I paid $25 to park. There I said it. $25 to park may not shock anyone in NYC or LA. But in Nashville, and especially on a Thursday night, $25 is robbery. I dropped my family off at a restaurant and drove off in search of a place to rest my minivan. I pulled into the most convenient lot, parked my car, and walked over to the ticket machine. My jaw fell open. $25.

Turns out the parking company had concealed the price until drivers proceeded to pay for their ticket.

I briefly considered my options: Search the city in the haystack of parking meter spots or look for another parking garage.

Here’s the thing: I assumed the lot across the street would be comparable in price. If the Shell station on one side of an intersection advertises gas for $2.46 a gallon, the Exxon across the street sells for $2.45, right?

Common business sense.

When I walked back to my car following dinner, however, I noticed the adjacent parking lot’s sign: $6 All Day.

My assumption cost me $19 and some shame. The judgement I made, based on my common sense, turned out to be foolish. It never occurred to me there might be another way.

There might be another way.

This is the theme for all of our lives.
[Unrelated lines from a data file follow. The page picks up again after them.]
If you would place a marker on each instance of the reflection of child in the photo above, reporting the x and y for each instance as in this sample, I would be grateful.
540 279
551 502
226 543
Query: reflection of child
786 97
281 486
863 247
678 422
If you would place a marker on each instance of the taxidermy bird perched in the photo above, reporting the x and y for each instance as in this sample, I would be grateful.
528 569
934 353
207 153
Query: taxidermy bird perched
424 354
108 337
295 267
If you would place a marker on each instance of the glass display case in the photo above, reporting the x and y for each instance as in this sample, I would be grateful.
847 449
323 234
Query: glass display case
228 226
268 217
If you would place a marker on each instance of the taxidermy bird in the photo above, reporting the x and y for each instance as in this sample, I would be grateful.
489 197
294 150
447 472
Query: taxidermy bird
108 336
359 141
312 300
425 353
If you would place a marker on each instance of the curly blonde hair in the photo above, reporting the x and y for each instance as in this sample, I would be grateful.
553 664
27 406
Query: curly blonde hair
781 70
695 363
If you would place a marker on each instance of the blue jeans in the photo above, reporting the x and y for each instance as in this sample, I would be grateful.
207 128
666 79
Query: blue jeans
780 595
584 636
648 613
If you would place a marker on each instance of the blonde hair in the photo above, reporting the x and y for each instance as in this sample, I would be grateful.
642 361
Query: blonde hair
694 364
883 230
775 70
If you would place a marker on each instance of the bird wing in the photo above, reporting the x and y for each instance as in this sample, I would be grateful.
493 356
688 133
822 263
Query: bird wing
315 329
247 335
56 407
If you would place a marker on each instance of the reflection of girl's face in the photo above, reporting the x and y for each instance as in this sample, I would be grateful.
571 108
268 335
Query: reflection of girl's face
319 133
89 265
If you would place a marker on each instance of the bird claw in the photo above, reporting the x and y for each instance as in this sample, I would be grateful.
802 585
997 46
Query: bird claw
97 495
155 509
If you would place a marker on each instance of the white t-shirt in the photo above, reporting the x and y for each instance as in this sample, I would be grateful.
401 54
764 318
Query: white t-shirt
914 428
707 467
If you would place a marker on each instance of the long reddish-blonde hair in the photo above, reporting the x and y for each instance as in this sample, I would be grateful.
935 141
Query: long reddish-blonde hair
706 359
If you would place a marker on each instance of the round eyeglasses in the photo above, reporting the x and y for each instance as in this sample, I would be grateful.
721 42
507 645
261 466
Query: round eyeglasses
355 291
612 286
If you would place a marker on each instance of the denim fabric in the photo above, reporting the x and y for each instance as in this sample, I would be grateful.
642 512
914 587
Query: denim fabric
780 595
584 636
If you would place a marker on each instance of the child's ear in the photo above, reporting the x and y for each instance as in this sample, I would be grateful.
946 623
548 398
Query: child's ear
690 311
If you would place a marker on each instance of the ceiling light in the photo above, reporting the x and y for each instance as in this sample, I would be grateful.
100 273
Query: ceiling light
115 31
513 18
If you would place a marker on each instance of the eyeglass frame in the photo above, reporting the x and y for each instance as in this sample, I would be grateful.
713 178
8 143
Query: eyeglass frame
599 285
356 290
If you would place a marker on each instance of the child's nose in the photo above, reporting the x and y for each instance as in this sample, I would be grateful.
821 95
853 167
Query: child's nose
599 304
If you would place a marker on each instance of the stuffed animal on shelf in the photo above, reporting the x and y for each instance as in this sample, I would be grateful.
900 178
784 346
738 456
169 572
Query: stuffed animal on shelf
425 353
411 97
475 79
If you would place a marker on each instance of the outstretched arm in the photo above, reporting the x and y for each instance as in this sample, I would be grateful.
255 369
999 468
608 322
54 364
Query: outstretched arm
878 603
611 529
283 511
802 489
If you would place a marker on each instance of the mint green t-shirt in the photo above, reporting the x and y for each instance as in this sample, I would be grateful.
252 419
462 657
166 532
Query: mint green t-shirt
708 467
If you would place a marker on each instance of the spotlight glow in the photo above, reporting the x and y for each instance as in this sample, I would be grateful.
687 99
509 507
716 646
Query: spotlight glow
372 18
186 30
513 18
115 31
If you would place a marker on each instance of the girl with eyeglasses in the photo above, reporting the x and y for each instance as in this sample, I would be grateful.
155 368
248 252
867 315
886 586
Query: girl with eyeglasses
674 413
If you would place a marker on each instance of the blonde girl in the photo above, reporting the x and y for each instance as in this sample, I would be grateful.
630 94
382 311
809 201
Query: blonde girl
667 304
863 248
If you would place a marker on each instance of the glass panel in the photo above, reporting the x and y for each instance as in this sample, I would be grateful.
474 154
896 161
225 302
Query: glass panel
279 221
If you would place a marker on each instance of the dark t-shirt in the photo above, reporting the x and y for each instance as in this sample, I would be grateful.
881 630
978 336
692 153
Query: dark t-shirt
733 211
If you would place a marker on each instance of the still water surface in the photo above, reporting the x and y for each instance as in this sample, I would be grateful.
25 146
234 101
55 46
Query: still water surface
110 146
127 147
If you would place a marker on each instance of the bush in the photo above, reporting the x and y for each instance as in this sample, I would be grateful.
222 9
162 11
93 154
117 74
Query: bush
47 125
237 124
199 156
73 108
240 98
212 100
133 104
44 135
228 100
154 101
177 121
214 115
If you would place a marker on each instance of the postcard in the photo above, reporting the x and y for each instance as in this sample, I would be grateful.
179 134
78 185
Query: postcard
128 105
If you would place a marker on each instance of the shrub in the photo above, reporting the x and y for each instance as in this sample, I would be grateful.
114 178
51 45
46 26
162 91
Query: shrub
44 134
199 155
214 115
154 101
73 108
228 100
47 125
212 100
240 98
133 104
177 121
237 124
Each of us has a way of doing life and relationship. To our own awareness, our way makes sense. It is woven into the fabric of our being and often is the result of tiny, seemingly insignificant messages which turn out to be toxic. Unless uncovered, what may have protected us in one moment kills us for the rest of our lives.
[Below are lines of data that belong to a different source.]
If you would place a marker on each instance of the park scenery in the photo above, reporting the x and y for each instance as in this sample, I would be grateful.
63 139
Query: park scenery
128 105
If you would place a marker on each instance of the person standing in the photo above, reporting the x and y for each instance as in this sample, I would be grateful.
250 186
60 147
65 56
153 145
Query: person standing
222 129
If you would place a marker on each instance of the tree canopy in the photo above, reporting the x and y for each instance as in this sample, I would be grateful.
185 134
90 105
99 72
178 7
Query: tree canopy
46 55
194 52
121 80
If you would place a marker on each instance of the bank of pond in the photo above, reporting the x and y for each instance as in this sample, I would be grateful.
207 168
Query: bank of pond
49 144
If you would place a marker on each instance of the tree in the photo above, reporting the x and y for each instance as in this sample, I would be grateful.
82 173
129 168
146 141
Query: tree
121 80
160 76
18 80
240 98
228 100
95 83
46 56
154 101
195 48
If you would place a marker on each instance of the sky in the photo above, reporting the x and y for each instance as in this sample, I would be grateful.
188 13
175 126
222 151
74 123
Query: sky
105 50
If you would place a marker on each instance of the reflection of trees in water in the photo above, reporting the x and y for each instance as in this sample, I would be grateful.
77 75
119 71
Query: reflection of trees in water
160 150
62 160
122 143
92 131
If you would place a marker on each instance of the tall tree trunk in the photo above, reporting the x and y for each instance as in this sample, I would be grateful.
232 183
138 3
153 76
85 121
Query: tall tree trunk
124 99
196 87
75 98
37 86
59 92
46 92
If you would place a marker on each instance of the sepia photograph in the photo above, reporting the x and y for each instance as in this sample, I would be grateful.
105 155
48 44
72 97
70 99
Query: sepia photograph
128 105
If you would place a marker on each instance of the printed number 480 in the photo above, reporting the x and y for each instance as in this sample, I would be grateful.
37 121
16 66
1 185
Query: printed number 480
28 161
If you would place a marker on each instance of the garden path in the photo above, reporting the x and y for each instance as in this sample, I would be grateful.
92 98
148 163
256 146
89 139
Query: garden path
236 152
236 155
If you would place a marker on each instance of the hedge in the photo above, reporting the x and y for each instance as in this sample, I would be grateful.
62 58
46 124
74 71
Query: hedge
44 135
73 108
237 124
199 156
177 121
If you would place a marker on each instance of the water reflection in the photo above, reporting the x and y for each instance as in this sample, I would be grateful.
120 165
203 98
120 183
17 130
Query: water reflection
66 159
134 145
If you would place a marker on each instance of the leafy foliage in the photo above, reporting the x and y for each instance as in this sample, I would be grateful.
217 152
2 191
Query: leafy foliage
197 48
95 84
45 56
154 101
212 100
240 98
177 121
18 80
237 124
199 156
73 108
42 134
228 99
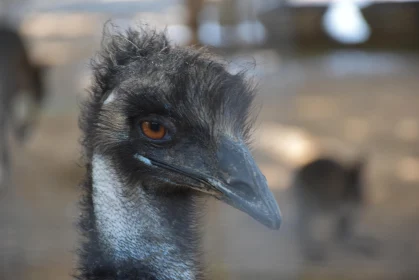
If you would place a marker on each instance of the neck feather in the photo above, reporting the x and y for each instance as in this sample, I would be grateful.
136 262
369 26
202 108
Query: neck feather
133 233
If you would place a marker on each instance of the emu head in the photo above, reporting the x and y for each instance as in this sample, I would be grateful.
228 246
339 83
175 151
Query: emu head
173 120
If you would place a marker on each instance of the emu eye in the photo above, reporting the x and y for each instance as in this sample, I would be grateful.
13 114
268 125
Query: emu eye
153 130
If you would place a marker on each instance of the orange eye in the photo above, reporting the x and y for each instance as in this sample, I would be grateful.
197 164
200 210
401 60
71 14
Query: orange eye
153 130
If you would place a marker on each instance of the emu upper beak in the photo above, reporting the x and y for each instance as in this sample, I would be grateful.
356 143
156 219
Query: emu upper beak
243 185
239 182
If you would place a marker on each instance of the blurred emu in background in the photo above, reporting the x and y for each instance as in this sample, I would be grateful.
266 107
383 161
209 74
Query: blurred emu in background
328 191
21 94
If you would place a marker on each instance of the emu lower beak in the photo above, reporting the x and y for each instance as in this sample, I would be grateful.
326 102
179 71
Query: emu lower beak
243 185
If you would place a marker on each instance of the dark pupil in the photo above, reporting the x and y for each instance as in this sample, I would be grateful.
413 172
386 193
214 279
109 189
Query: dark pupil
155 126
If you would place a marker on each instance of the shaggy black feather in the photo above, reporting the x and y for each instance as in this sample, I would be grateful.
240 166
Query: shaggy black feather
149 76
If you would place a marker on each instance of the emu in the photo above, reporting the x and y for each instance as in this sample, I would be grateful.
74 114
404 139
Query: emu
164 126
325 188
20 79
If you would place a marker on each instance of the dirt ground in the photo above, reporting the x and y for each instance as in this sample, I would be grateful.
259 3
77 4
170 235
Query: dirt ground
342 103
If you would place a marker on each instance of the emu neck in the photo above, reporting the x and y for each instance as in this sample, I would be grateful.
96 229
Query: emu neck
150 232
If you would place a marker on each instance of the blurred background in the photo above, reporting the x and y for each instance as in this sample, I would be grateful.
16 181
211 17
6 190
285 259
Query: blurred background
337 79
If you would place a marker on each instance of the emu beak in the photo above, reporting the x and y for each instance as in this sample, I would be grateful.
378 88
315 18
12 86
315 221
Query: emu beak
243 185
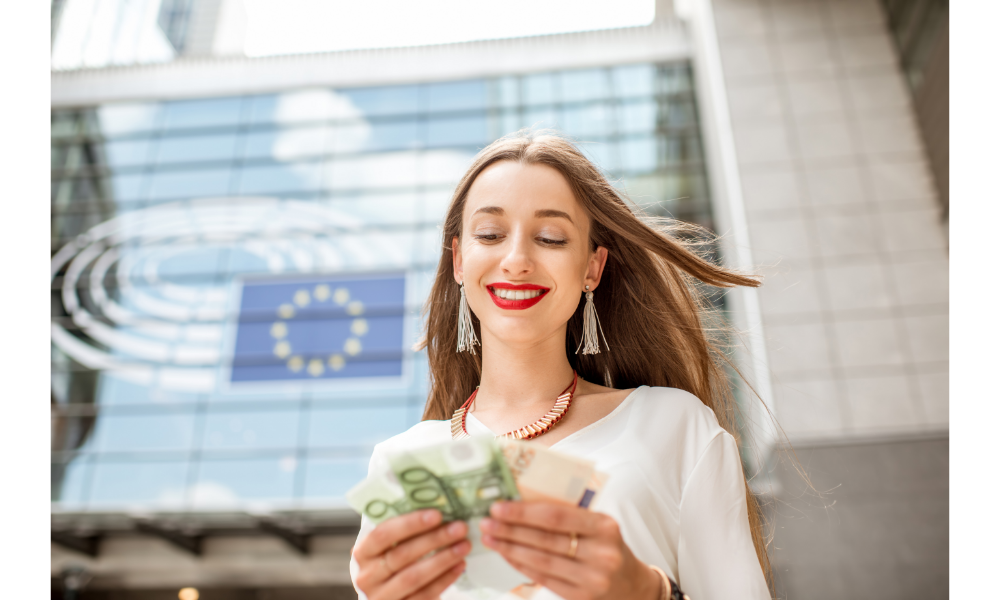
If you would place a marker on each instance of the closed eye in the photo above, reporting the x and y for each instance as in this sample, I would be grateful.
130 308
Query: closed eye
549 242
487 237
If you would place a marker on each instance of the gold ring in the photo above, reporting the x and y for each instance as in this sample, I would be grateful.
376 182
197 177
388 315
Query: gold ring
385 564
574 541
Intimacy is to be feared. Women are dangerous. Men only want power. Authority cannot be trusted. Sexuality is shameful. Family will always manipulate.
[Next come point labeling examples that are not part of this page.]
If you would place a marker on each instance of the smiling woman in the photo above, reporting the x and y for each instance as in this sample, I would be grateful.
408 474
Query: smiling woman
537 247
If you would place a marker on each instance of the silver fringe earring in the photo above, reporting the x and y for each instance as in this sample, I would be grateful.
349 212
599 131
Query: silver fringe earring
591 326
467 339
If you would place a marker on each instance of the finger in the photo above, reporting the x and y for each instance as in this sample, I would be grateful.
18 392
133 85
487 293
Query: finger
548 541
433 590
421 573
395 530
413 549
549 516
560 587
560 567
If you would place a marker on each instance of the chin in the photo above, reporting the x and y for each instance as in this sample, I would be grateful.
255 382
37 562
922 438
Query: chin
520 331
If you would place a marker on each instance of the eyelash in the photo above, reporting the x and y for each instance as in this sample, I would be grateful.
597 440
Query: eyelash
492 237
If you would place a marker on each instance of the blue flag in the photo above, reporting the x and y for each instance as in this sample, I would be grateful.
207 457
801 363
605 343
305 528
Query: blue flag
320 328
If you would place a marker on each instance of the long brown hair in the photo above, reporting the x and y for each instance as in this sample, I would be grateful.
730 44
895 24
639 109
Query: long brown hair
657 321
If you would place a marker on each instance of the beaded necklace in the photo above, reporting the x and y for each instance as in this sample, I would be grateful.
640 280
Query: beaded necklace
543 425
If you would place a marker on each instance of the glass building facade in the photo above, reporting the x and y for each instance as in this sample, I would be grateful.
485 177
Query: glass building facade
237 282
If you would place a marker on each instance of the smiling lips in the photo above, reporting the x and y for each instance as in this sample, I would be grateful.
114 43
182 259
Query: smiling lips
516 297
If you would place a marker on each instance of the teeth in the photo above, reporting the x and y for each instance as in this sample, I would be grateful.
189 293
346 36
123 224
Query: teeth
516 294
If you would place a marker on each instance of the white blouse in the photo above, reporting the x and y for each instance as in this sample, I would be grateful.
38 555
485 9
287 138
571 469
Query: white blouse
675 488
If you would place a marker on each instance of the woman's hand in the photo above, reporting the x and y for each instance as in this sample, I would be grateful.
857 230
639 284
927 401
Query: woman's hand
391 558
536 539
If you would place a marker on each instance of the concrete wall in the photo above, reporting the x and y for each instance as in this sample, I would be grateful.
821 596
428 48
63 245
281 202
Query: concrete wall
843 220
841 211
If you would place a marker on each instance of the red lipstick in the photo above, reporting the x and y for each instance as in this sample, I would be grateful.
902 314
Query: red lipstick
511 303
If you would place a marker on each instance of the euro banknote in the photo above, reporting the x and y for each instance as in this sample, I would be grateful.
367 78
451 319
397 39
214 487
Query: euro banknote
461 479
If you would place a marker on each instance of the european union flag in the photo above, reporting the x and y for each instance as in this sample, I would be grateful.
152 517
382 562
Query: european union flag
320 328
Our future paths are cut and paved from these small, neatly packaged self-protective pledges. In our subtle agreements with our truths, we determine the emotion associated with our experience is one to avoid. Fear and shame are popular culprits. We attempt to avoid these and accompanying emotions like they are laced with a virus. Practice makes perfect: Our belief and actions become habit.

In fact, our way becomes so ingrained, we do not realize we recreate the same circumstances over and over again. Let me say that again: We habitually recreate the same world around us. We start a new job in a completely different field and then realize it feels like our old one. We remarry after a divorce and discover past issues follow us into our new marriage. We move to another city and attempt to start over. But we always find ourselves in the same story with different characters. We rarely conclude the common denominator might be us.

After discovering her “way”, built from a life saturated in avoidance of fear, a woman told me, “I decided I simply need to do whatever it is I definitely do not want to do in every situation.” She began to chart a new course and write a new story.

When we do not become aware of our way, and we do not consider another one exists, we overpay on life when parking across the street is $6 all day.

Process:
What messages about life and relationships have you assumed to be true?
How do you apply them to relationships today?
What might it cost you to try a different way?
What will it cost you if you do not?